Sejak segmen pembuka yang menggunakan bahasa aslinya, saya dibuat terperangah, karena jarang sekali film Hollywood melakukan ini. Seolah kita benar-benar menonton film Kung-Fu Mandarin, hanya saja dengan kualitas teknis yang berbeda. Tidak hanya bahasa, namun dengan segala budaya lokal dan kata-kata bijaknya, semua tersaji lengkap. Terlebih lagi adalah penampilan dua aktor legendaris Hong Kong, Leung dan Yeoh, membuat film ini nyaris seolah bukan film MCU. Saya mengapresiasi sekali semua ini.
Bicara kisahnya, lagi-lagi MCU mampu menampilkan sebuah struktur cerita segar yang belum pernah dilakukan sebelumnya. Plotnya yang bergerak tanpa henti disisipi segmen kilas balik di momen-momen yang pas. Nyaris bisa dibilang struktur film ini adalah non-linier karena sedikit kejutan cerita di akhir. Saya justru menikmati momen kilas-baliknya karena empati kita pada tokoh-tokoh utamanya ada di sini. Sementara sosok Katy dan Trevor (muncul dalam Iron Man 3) mampu menjadi penyeimbang bagi kisahnya untuk menjembatani budaya Asia ke Barat. Secara umum jelas kisahnya jauh dari buruk, hanya saja tidak memiliki kedalaman karakter seperti kebanyakan film-film MCU. Problem bukan pada tokoh utama dan adiknya, namun pada sang ayah, yang ini pun, bagi saya terlalu sepele.
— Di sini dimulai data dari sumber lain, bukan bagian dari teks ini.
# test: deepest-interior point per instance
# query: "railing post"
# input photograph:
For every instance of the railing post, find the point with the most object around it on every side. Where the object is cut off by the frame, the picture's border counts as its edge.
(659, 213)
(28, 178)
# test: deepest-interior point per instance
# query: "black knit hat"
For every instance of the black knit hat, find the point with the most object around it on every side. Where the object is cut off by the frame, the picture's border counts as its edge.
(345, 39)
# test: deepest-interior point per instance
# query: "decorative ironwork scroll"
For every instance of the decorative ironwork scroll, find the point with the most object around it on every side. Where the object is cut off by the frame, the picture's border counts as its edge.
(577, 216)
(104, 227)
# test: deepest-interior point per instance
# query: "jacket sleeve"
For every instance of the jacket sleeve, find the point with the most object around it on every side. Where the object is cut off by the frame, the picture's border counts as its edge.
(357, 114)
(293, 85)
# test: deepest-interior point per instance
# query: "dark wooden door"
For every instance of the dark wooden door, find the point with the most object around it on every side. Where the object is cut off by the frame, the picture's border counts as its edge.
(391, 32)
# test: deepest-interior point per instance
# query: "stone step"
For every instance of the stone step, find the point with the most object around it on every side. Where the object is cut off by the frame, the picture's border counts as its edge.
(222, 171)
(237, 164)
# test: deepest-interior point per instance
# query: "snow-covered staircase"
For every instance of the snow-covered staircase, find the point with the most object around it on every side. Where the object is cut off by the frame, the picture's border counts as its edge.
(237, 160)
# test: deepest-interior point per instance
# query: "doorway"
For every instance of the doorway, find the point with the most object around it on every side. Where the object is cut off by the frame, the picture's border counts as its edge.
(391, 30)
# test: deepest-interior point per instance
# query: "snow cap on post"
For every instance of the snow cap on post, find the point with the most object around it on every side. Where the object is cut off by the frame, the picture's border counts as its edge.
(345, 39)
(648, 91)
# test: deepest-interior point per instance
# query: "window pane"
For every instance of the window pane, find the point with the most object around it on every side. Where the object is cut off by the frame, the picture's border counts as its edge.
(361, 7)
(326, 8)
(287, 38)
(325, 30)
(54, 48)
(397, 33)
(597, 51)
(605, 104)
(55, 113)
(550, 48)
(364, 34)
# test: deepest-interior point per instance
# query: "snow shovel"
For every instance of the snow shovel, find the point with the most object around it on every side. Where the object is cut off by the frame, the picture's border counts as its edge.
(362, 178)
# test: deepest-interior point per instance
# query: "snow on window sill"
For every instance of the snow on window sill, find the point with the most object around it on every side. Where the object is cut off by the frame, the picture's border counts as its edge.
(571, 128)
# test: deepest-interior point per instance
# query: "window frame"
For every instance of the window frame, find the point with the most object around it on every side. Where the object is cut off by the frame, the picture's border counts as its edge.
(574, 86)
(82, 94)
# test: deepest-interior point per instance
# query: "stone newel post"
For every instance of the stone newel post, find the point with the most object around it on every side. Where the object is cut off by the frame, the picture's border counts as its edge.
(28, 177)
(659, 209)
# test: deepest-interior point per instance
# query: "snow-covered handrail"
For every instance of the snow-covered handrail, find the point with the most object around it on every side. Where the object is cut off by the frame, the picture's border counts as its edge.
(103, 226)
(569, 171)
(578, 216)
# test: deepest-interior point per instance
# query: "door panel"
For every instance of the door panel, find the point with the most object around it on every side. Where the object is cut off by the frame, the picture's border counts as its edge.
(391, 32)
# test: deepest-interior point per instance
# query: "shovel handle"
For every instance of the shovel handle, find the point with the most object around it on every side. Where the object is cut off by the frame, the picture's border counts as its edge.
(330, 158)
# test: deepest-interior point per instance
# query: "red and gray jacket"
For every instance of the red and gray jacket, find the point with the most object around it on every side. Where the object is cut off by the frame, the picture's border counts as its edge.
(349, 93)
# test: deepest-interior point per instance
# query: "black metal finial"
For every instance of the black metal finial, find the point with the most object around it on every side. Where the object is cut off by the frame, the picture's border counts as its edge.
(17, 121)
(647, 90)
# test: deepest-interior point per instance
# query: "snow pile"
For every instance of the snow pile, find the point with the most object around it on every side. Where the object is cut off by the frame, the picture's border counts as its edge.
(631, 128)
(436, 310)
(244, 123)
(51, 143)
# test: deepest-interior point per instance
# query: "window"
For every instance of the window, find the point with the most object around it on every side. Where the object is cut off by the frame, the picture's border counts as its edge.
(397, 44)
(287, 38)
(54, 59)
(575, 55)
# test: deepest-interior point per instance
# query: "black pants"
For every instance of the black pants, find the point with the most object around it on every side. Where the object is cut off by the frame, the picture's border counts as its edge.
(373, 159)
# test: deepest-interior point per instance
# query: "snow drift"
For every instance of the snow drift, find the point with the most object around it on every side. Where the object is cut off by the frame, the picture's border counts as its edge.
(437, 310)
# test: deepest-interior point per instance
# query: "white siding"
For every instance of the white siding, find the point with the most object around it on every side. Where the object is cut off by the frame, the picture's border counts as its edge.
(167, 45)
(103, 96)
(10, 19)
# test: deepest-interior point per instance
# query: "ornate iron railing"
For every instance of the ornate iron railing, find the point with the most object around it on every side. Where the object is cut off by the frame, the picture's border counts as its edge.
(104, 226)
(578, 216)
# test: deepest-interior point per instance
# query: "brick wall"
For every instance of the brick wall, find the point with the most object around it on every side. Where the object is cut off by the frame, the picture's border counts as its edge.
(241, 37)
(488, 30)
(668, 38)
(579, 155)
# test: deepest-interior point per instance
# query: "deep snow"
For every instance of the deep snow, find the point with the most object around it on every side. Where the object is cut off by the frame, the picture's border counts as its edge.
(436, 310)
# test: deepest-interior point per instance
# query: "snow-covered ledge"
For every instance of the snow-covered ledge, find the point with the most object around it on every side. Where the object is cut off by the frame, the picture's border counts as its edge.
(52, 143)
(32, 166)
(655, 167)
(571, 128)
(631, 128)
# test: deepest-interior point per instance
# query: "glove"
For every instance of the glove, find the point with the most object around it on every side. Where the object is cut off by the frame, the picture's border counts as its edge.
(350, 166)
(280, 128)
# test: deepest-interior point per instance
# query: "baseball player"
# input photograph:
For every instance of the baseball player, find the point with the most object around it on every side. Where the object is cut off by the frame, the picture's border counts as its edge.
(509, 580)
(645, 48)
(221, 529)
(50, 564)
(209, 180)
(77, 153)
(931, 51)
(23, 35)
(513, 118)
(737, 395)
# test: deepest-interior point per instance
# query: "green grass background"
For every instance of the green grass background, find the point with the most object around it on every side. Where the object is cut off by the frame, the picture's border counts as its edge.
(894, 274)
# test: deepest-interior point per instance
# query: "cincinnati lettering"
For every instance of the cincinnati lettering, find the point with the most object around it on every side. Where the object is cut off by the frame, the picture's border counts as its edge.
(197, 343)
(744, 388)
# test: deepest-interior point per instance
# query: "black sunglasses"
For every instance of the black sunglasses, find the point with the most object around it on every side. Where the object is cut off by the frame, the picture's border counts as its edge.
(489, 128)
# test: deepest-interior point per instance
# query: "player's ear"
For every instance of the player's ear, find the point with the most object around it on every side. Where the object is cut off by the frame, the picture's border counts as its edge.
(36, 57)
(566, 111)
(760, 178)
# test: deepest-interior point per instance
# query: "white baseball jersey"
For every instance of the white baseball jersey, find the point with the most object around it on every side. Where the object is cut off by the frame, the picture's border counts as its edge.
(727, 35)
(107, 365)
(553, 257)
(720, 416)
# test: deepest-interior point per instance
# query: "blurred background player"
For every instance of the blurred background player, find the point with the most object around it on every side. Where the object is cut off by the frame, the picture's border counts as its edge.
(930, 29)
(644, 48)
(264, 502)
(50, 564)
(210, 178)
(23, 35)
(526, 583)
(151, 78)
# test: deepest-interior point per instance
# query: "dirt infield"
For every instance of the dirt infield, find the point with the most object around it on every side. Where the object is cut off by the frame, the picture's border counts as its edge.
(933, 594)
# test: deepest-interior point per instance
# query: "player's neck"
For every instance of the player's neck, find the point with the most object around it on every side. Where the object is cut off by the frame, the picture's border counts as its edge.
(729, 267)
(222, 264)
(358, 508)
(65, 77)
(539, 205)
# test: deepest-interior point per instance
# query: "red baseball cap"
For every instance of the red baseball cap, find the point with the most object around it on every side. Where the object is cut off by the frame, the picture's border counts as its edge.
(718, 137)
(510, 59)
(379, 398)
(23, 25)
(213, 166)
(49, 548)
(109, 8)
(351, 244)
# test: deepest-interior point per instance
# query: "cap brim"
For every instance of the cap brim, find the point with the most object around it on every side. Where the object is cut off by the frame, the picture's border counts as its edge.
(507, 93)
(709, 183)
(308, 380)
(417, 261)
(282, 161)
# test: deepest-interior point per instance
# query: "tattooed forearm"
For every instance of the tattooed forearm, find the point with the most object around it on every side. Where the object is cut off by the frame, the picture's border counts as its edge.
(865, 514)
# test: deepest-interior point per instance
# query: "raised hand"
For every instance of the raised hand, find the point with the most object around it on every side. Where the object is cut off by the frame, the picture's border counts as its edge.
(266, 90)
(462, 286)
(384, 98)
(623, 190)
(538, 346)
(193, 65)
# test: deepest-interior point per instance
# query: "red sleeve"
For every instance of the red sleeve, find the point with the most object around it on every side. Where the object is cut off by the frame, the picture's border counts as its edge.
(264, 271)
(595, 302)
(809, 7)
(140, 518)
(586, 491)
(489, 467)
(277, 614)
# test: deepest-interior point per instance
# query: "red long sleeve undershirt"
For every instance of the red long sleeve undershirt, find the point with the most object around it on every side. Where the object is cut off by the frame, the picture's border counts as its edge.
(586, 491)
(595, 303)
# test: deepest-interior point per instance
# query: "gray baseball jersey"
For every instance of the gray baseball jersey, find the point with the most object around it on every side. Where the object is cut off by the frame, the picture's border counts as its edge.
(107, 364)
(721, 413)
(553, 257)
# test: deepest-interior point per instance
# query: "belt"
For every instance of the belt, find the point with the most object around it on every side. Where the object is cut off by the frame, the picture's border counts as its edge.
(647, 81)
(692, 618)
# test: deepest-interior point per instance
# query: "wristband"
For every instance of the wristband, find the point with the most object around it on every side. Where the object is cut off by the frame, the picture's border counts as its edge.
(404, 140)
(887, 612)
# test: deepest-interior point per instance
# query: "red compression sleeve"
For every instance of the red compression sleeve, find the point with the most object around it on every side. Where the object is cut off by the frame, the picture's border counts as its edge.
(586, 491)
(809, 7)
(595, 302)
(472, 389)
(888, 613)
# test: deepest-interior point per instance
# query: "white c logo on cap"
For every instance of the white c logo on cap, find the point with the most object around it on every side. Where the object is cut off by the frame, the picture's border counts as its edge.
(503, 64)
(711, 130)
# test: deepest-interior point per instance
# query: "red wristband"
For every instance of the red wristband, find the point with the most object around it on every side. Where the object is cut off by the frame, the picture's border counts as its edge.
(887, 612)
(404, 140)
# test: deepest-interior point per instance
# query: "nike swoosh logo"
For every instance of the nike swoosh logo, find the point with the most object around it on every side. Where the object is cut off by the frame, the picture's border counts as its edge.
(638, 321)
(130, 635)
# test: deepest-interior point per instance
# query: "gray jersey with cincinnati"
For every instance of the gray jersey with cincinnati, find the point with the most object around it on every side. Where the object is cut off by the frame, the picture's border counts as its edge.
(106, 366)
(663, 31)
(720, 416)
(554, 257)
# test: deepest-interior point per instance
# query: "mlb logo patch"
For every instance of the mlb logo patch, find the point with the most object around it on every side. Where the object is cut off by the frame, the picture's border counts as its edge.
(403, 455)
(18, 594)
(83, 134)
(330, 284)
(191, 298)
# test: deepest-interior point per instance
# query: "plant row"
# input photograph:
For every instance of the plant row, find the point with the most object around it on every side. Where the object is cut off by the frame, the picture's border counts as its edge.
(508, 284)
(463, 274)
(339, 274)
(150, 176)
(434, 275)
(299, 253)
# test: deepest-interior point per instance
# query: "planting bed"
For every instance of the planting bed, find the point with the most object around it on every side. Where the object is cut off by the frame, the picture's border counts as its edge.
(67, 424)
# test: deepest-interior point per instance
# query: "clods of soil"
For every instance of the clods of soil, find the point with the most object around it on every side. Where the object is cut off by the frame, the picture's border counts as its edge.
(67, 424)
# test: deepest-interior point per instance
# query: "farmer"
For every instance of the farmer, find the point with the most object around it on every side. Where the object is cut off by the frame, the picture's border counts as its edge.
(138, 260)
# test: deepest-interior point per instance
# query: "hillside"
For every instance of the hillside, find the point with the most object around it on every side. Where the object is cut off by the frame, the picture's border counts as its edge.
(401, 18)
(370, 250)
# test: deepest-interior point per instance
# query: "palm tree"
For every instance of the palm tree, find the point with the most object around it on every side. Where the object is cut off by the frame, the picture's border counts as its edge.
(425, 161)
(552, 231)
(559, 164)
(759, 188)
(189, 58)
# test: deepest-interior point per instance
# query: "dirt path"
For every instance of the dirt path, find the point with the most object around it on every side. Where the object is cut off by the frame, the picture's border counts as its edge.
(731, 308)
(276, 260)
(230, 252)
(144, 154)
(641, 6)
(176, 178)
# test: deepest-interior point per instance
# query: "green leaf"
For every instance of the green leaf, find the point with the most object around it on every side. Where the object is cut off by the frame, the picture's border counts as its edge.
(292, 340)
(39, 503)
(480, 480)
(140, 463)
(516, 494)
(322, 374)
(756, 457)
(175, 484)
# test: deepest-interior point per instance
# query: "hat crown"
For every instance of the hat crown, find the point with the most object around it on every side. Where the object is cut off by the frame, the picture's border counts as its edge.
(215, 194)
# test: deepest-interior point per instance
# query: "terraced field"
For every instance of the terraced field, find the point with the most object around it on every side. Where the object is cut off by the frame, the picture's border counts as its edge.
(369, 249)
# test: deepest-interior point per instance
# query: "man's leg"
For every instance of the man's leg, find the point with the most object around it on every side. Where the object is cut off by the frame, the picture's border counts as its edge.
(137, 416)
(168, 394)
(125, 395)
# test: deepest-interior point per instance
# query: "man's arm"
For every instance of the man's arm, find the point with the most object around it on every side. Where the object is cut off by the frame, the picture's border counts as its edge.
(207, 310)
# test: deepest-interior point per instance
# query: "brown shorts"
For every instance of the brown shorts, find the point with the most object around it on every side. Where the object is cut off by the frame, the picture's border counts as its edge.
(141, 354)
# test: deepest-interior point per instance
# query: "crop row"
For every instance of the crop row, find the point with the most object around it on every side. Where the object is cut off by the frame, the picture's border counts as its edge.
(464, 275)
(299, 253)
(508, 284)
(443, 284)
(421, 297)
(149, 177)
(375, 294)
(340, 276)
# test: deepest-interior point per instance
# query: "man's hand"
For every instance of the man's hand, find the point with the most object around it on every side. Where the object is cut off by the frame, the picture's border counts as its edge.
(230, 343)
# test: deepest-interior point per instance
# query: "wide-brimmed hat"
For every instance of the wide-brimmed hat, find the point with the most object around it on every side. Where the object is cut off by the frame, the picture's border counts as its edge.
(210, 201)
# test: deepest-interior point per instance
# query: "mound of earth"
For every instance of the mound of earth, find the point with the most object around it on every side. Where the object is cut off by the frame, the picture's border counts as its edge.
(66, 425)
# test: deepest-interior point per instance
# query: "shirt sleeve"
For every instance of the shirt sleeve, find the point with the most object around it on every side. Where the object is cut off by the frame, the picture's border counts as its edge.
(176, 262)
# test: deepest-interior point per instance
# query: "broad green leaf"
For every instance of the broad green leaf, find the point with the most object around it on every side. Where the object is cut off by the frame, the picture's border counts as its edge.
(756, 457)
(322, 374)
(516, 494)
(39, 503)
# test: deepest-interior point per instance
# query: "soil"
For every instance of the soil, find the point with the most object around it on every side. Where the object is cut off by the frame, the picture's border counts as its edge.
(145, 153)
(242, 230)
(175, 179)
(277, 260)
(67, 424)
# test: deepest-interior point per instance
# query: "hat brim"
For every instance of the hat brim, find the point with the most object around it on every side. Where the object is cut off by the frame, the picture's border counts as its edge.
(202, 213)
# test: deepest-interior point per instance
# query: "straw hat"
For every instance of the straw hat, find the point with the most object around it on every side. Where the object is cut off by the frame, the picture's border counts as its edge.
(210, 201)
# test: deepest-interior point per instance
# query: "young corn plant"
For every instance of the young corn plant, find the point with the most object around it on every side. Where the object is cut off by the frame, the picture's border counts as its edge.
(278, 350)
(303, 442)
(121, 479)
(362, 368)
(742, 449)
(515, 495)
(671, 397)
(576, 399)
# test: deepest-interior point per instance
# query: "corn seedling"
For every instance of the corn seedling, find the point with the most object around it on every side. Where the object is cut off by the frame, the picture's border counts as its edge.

Satu lagi yang saya cermati adalah sisi humornya yang terbilang garing untuk ukuran film-film MCU.
Seperti standar film MCU, Shang-Chi pun memiliki kualitas teknis yang sangat baik. Sisi sinematografi serta tentu efek visualnya tak perlu dikomentari lagi. Koreografi laga pun disajikan sangat meyakinkan dan sangat enak untuk dinikmati. Tak ada cacat pokoknya. Para bintang mudanya, juga tampil sangat baik. Awkwafina tentu kita sudah tahu sepak terjangnya, namun Liu dan Zhang ternyata tampil penuh percaya diri memerankan karakternya, tak hanya sekadar pintar berlaga. Ini tentu bagus untuk peran mereka dalam film-film MCU ke depannya.
Di luar segala pencapaian visual dan representasi Asia yang kuat, Shang-Chi and the Legend of the Ten Rings jauh di bawah bayang-bayang film-film besar MCU lainnya. Sudah menjadi tradisi, satu poin besar yang menyeimbangkan kisah film ini dalam semesta sinematiknya adalah kejutan di akhir yang menampilkan dua sosok besar MCU. Kisah film ini menjadi pembuka dan hanya merupakan bagian kecil dari plot besarnya. Kita nantikan saja bagaimana kisah MCU berkembang, saya pribadi menunggu titik baliknya, dan sejauh ini belum ada tanda-tanda. Sang produser jenius masih memiliki peran besar di balik semua ini.